Using Wineskin technology, Porting Kit can install games and apps compiled for Microsoft Windows® in macOS. It's free, it's simple, it's the Porting Kit.
A Qt GUI for Wine. It will help you manage wine prefixes and installed applications.
A DirectX 1-11 to OpenGL wrapper based on WineD3D.
Obsolete Third Party Applications
These applications are no longer useful, unmaintained, and do not work with current Wine releases. You should not use these.
- osxwinebuilder (for Mac OS X)
A command line script to compile and install Wine and a number of prerequisite packages from source on Mac OS X.
Make wrappers or ports of Windows software to Macs. Wine and custom Xquartz X11 all built in. Pre-built packages, or you can custom compile your own Wine source to use too. Finished products look and work like native Mac apps. File associations, fullscreen, multi-monitors, resolution switching... great for games. LGPL licensed open source.

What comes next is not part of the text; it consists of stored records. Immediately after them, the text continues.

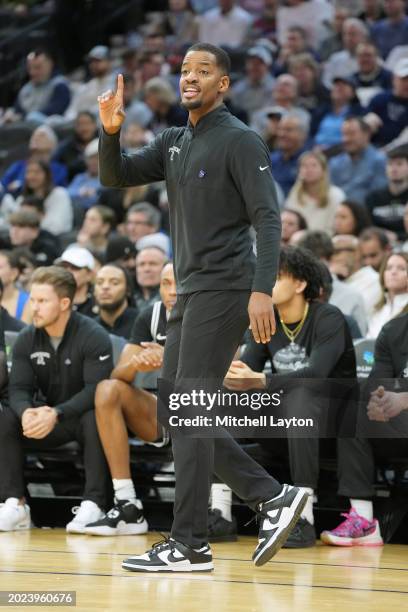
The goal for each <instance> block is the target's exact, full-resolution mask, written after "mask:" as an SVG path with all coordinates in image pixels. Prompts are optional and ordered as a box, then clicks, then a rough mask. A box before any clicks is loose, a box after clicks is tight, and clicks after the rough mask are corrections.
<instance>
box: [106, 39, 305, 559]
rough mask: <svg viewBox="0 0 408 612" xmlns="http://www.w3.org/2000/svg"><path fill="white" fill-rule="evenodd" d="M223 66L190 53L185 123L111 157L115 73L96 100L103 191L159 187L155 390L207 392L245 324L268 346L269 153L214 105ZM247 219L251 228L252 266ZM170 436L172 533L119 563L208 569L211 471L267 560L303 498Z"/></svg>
mask: <svg viewBox="0 0 408 612" xmlns="http://www.w3.org/2000/svg"><path fill="white" fill-rule="evenodd" d="M229 70H230V60H229V57H228V55H227V54H226V53H225V52H224V51H223V50H222V49H219V48H218V47H214V46H213V45H208V44H198V45H194V46H193V47H191V48H190V49H189V50H188V51H187V53H186V55H185V57H184V60H183V64H182V68H181V79H180V95H181V102H182V105H183V106H184V107H185V108H186V109H187V110H188V111H189V121H188V125H187V126H186V127H184V128H169V129H167V130H165V131H164V132H162V133H161V134H159V135H158V136H157V137H156V138H155V140H154V141H153V142H152V143H151V144H149V145H148V146H146V147H143V148H142V149H140V150H139V151H137V152H136V153H135V154H133V155H121V152H120V143H119V132H120V127H121V124H122V122H123V119H124V112H123V78H122V76H121V75H119V77H118V87H117V91H116V93H115V94H113V93H112V92H110V91H109V92H106V93H105V94H103V95H102V96H100V98H99V112H100V117H101V122H102V125H103V130H102V133H101V137H100V150H99V164H100V179H101V182H102V184H104V185H106V186H109V187H127V186H130V185H140V184H145V183H151V182H155V181H162V180H165V181H166V186H167V193H168V198H169V208H170V224H171V231H172V246H173V254H174V267H175V276H176V283H177V303H176V305H175V306H174V308H173V310H172V313H171V316H170V319H169V322H168V327H167V339H166V346H165V353H164V362H163V371H162V383H163V384H162V391H163V389H164V388H166V390H168V389H172V390H176V391H177V390H178V391H179V390H181V389H182V390H183V391H188V392H190V393H191V392H193V391H195V390H198V389H199V390H201V389H203V388H205V389H206V390H207V391H208V390H210V389H212V390H214V388H216V387H217V386H218V382H222V380H223V378H224V376H225V374H226V372H227V369H228V366H229V364H230V362H231V360H232V358H233V355H234V353H235V351H236V349H237V347H238V344H239V342H240V340H241V338H242V336H243V333H244V331H245V330H246V328H247V327H248V323H249V322H250V324H251V328H252V332H253V334H254V337H255V340H256V341H257V342H268V341H269V339H270V337H271V334H273V333H274V331H275V320H274V314H273V307H272V298H271V294H272V288H273V285H274V283H275V277H276V268H277V260H278V254H279V243H280V215H279V208H278V205H277V201H276V191H275V185H274V181H273V178H272V174H271V168H270V163H269V152H268V149H267V147H266V146H265V144H264V143H263V141H262V140H261V139H260V138H259V136H258V135H257V134H255V133H254V132H253V131H251V130H250V129H249V128H248V127H247V126H246V125H244V124H243V123H241V122H240V121H239V120H238V119H236V118H235V117H233V116H232V115H231V114H230V113H229V111H228V110H227V108H226V107H225V106H224V104H223V97H224V94H225V93H226V92H227V90H228V87H229V76H228V75H229ZM251 224H252V225H253V226H254V227H255V229H256V231H257V261H255V256H254V254H253V249H252V240H251V237H250V234H249V228H250V225H251ZM166 383H167V384H166ZM165 395H167V392H161V391H160V387H159V410H160V405H162V406H164V408H165V409H166V407H167V403H166V399H165ZM189 410H191V408H190V406H189V407H188V410H187V411H186V412H187V413H188V411H189ZM162 412H164V411H162ZM161 418H163V419H164V420H165V418H166V416H165V415H164V414H161ZM196 433H197V432H196ZM171 434H172V444H173V454H174V462H175V473H176V494H175V504H174V522H173V527H172V532H171V538H170V539H168V540H165V541H164V542H162V543H161V544H160V545H158V546H154V547H153V548H152V549H151V550H150V551H148V553H147V554H145V555H141V556H137V557H132V558H130V559H126V560H125V561H124V562H123V565H122V567H124V568H125V569H128V570H133V571H210V570H212V569H213V564H212V555H211V550H210V548H209V546H208V533H207V505H208V498H209V491H210V485H211V479H212V472H213V469H214V471H215V473H216V475H217V476H218V477H219V478H220V480H221V481H222V482H226V483H227V484H229V485H230V486H231V488H232V489H233V490H234V491H235V492H236V493H237V495H238V496H239V497H241V498H242V499H244V500H245V501H246V502H247V503H248V504H249V505H251V506H252V507H253V508H254V509H255V510H256V511H257V512H258V513H259V514H260V515H261V517H262V521H261V527H260V534H259V544H258V547H257V549H256V550H255V552H254V555H253V560H254V562H255V564H256V565H263V564H264V563H266V562H267V561H268V560H269V559H270V558H271V557H272V556H273V555H274V554H275V553H276V552H277V551H278V550H279V548H280V547H281V545H282V544H283V542H284V540H285V539H286V537H287V535H288V533H289V532H290V529H291V527H292V526H293V524H294V523H295V522H296V520H297V518H298V516H299V514H300V512H301V509H302V507H303V505H304V503H305V502H306V497H307V496H305V495H304V494H303V493H302V492H300V491H299V490H298V489H297V488H296V487H289V486H288V485H284V486H283V487H282V485H280V484H279V483H278V482H277V481H276V480H274V479H273V478H272V477H270V476H269V475H268V474H267V473H266V472H265V471H264V470H263V469H262V468H261V467H260V466H258V465H257V464H256V463H255V462H253V461H252V460H251V459H250V458H249V457H247V456H246V455H245V453H244V452H243V451H241V449H240V447H239V446H238V444H236V443H235V442H234V441H233V440H232V439H231V438H226V437H224V438H217V439H215V440H214V439H212V438H201V437H191V436H188V435H185V432H183V431H182V430H180V429H177V428H176V427H173V428H172V429H171Z"/></svg>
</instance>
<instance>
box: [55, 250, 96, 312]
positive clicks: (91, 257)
mask: <svg viewBox="0 0 408 612" xmlns="http://www.w3.org/2000/svg"><path fill="white" fill-rule="evenodd" d="M55 263H57V264H58V265H59V266H62V267H64V268H66V269H67V270H69V271H70V272H71V273H72V274H73V276H74V278H75V282H76V284H77V290H76V292H75V296H74V301H73V306H72V310H74V311H75V310H76V311H77V312H79V313H81V314H83V315H86V316H87V317H92V318H93V317H96V316H97V314H98V307H97V306H96V305H95V300H94V296H93V292H92V278H93V273H94V270H95V264H96V262H95V259H94V256H93V255H92V253H91V252H90V251H88V249H85V248H84V247H80V246H78V245H76V244H74V245H71V246H69V247H68V248H67V249H65V251H64V252H63V254H62V255H61V257H60V258H59V259H57V260H56V262H55Z"/></svg>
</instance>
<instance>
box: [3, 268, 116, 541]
mask: <svg viewBox="0 0 408 612" xmlns="http://www.w3.org/2000/svg"><path fill="white" fill-rule="evenodd" d="M75 291H76V282H75V279H74V277H73V275H72V274H71V273H70V272H69V271H68V270H64V269H63V268H61V267H59V266H47V267H42V268H38V269H37V270H36V271H35V272H34V274H33V276H32V282H31V292H30V306H31V310H32V313H33V324H32V325H29V326H27V327H25V329H23V330H22V331H21V332H20V334H19V336H18V338H17V340H16V343H15V345H14V349H13V365H12V368H11V374H10V385H9V389H10V407H8V406H7V407H6V406H3V409H2V410H0V499H2V500H5V503H4V504H1V507H0V531H15V530H20V529H30V528H31V520H30V508H29V506H28V505H27V504H26V502H25V486H24V473H23V472H24V469H23V468H24V453H25V451H27V447H28V448H29V449H30V450H31V452H34V454H35V450H36V449H38V450H41V449H49V448H55V447H58V446H61V445H62V444H65V443H66V442H71V441H73V440H76V441H78V442H79V443H80V444H81V446H82V448H83V450H84V471H85V487H84V494H83V501H82V502H81V505H80V506H79V508H78V509H75V510H74V514H75V517H74V518H73V520H71V521H70V522H69V523H68V525H67V527H66V529H67V531H68V532H71V533H83V528H84V526H85V525H86V524H87V523H89V522H90V521H95V520H98V519H99V518H100V517H101V516H103V509H104V508H105V506H106V503H107V492H108V485H109V481H108V471H107V466H106V461H105V457H104V455H103V450H102V447H101V443H100V441H99V437H98V432H97V429H96V424H95V413H94V399H95V389H96V385H97V384H98V382H99V381H101V380H103V379H104V378H106V376H109V373H110V372H111V370H112V365H113V363H112V347H111V343H110V341H109V336H108V334H107V333H106V332H105V331H104V330H103V329H102V328H101V327H100V326H99V325H97V324H96V323H95V322H94V321H92V320H91V319H90V318H89V317H85V316H83V315H81V314H79V313H78V312H73V308H72V305H73V300H74V295H75Z"/></svg>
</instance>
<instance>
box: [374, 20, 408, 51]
mask: <svg viewBox="0 0 408 612" xmlns="http://www.w3.org/2000/svg"><path fill="white" fill-rule="evenodd" d="M371 38H372V39H373V41H374V43H375V45H376V47H377V48H378V49H379V51H380V53H381V55H382V56H383V57H384V58H386V57H387V55H388V54H389V52H390V51H391V49H393V48H394V47H396V46H397V45H408V17H404V18H403V19H401V21H399V22H398V23H392V22H391V21H389V19H382V20H381V21H377V23H374V24H373V26H372V27H371Z"/></svg>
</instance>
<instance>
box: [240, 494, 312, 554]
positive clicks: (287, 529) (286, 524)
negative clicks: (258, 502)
mask: <svg viewBox="0 0 408 612" xmlns="http://www.w3.org/2000/svg"><path fill="white" fill-rule="evenodd" d="M307 498H308V494H307V493H305V492H304V491H301V490H300V489H298V488H297V487H292V486H291V485H283V488H282V491H281V493H279V495H278V496H277V497H274V498H273V499H270V500H269V501H265V502H262V503H260V504H259V505H258V515H259V516H260V517H261V519H262V521H261V526H260V528H259V535H258V546H257V547H256V549H255V552H254V554H253V555H252V560H253V562H254V563H255V565H263V564H264V563H266V562H267V561H269V559H271V558H272V557H273V556H274V555H275V554H276V553H277V552H278V550H279V549H280V548H281V546H282V545H283V544H284V543H285V541H286V539H287V537H288V535H289V534H290V532H291V531H292V529H293V527H294V526H295V525H296V523H297V521H298V519H299V517H300V513H301V512H302V510H303V508H304V507H305V504H306V501H307Z"/></svg>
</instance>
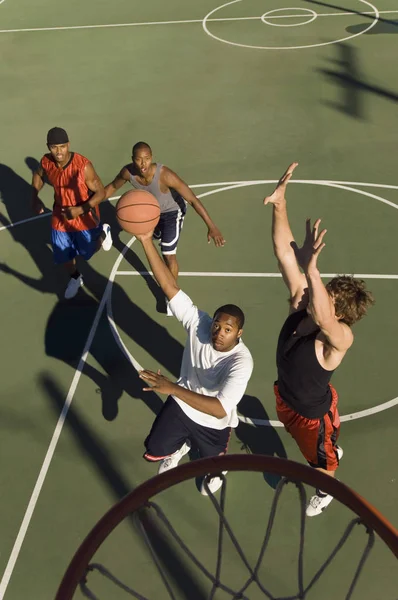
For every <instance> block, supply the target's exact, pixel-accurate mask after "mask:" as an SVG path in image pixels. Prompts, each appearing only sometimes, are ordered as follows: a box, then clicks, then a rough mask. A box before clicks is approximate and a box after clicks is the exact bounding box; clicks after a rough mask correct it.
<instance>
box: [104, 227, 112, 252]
mask: <svg viewBox="0 0 398 600" xmlns="http://www.w3.org/2000/svg"><path fill="white" fill-rule="evenodd" d="M102 231H103V232H104V233H105V238H104V239H103V240H102V248H103V249H104V250H105V252H108V250H110V249H111V248H112V244H113V241H112V236H111V226H110V225H108V223H103V225H102Z"/></svg>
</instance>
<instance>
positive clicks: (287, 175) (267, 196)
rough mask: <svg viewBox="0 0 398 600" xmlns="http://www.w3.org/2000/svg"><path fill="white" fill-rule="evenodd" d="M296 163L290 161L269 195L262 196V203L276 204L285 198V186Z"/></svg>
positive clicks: (296, 165)
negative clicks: (286, 168) (279, 179)
mask: <svg viewBox="0 0 398 600" xmlns="http://www.w3.org/2000/svg"><path fill="white" fill-rule="evenodd" d="M297 165H298V163H292V164H291V165H290V166H289V167H288V168H287V170H286V171H285V173H284V174H283V175H282V177H281V178H280V180H279V181H278V184H277V186H276V188H275V190H274V191H273V193H272V194H271V195H270V196H267V197H266V198H264V205H267V204H278V203H279V202H282V201H283V200H284V199H285V192H286V186H287V184H288V183H289V180H290V178H291V176H292V175H293V171H294V169H295V168H296V167H297Z"/></svg>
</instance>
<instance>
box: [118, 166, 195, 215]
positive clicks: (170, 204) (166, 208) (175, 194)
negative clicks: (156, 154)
mask: <svg viewBox="0 0 398 600" xmlns="http://www.w3.org/2000/svg"><path fill="white" fill-rule="evenodd" d="M162 166H163V165H159V164H157V165H156V170H155V175H154V176H153V179H152V181H151V183H150V184H149V185H141V183H138V181H137V180H136V178H135V176H134V175H133V173H132V171H133V168H134V167H133V165H132V164H131V165H127V170H128V172H129V174H130V183H131V185H132V186H133V187H134V188H135V189H137V190H146V191H147V192H150V193H151V194H153V195H154V196H155V198H156V199H157V201H158V202H159V205H160V212H161V213H166V212H172V211H176V210H178V209H180V210H182V211H183V213H184V214H185V211H186V202H185V200H184V198H183V197H182V196H180V194H179V193H178V192H176V190H173V189H172V188H170V189H169V190H168V191H167V192H166V193H165V194H164V193H163V192H161V191H160V185H159V179H160V170H161V168H162Z"/></svg>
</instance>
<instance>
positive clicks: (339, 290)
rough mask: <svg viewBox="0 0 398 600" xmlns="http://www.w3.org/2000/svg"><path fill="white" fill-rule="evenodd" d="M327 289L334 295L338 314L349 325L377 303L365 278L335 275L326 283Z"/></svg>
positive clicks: (334, 299) (345, 322)
mask: <svg viewBox="0 0 398 600" xmlns="http://www.w3.org/2000/svg"><path fill="white" fill-rule="evenodd" d="M326 289H327V291H328V292H329V294H330V295H331V296H333V300H334V308H335V311H336V315H337V316H339V317H340V320H341V321H342V322H343V323H346V324H347V325H349V326H351V325H354V323H356V322H357V321H359V320H360V319H362V317H364V316H365V315H366V313H367V311H368V308H369V307H370V306H372V305H373V304H374V303H375V300H374V298H373V295H372V293H371V292H369V290H367V289H366V284H365V282H364V281H363V279H355V277H352V276H350V275H338V276H337V277H334V278H333V279H331V280H330V281H329V283H328V284H327V285H326Z"/></svg>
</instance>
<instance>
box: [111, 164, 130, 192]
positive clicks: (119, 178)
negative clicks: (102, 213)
mask: <svg viewBox="0 0 398 600" xmlns="http://www.w3.org/2000/svg"><path fill="white" fill-rule="evenodd" d="M129 180H130V173H129V171H128V169H127V167H123V169H122V170H121V171H120V172H119V173H118V174H117V175H116V177H115V179H114V180H113V181H112V182H111V183H108V185H106V186H105V200H108V198H110V197H111V196H113V194H114V193H115V192H116V190H119V189H120V188H121V187H123V186H124V184H125V183H127V181H129Z"/></svg>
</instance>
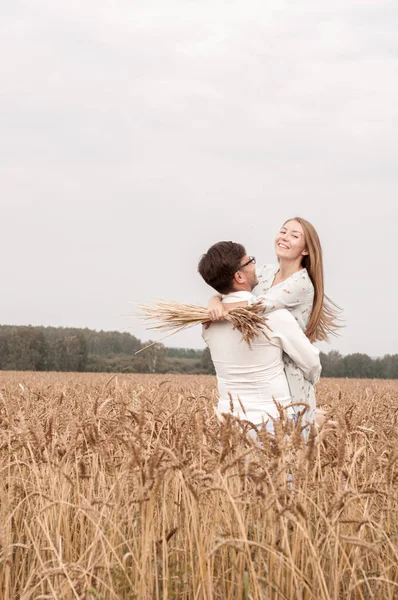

GUI bottle manager to import, create and clone bottles. Edit registers of the bottles. Set colors according to your GTK theme.
provide an OpenGL-based free replacement for Microsoft Direct3D (useful for things like VirtualBox)
A graphical frontend for Wine that offers prefix management, winetricks integration and access to most of the Wine command-line utilities in one GUI.
- WineXS
A GUI for Wine.
- Pipelight
A tool to use windows only plugins inside Linux browsers.
- Bordeaux
A tool for installing a lot of Windows applications on Linux, Free'BSD, PC-BSD, Open'Solaris & Mac like Microsoft Office, Microsoft Project, Adobe Photoshop, and more.
A menu driven installer for around 90 windows applications. No longer being maintained.
- WineDoors
A tool to install and configure Wine, as well as many Windows programs.
- Winesetuptk
A Wine setup tool formerly provided by CodeWeavers, Inc. Wine can now setup its own environment automatically, and Winecfg has now replaced the other limited configuration that winesetuptk allowed.
A graphical user interface for the WINE emulator. It provided an interface for configuring and running MS-Windows applications. It is no longer useful now.
- WineBot
A tool to automate Windows program installation under Wine
A python-based, command-line replacement for Winecfg. Has not been updated since 2009.
- wisotool
Third Party Applications For Mac Download
A tool for automated installs of various Windows programs (downloadable demos and from disk images), including workarounds. It was merged into winetricks.
Third Party Applications For Mac Catalina
A malware-analyzer that sandboxes Wine on Debian in a QEMU image (remember Wine provides no sandboxing). Windows executables are then loaded into the sandbox, and Wine's function-tracing system is used to detect suspicious behavior.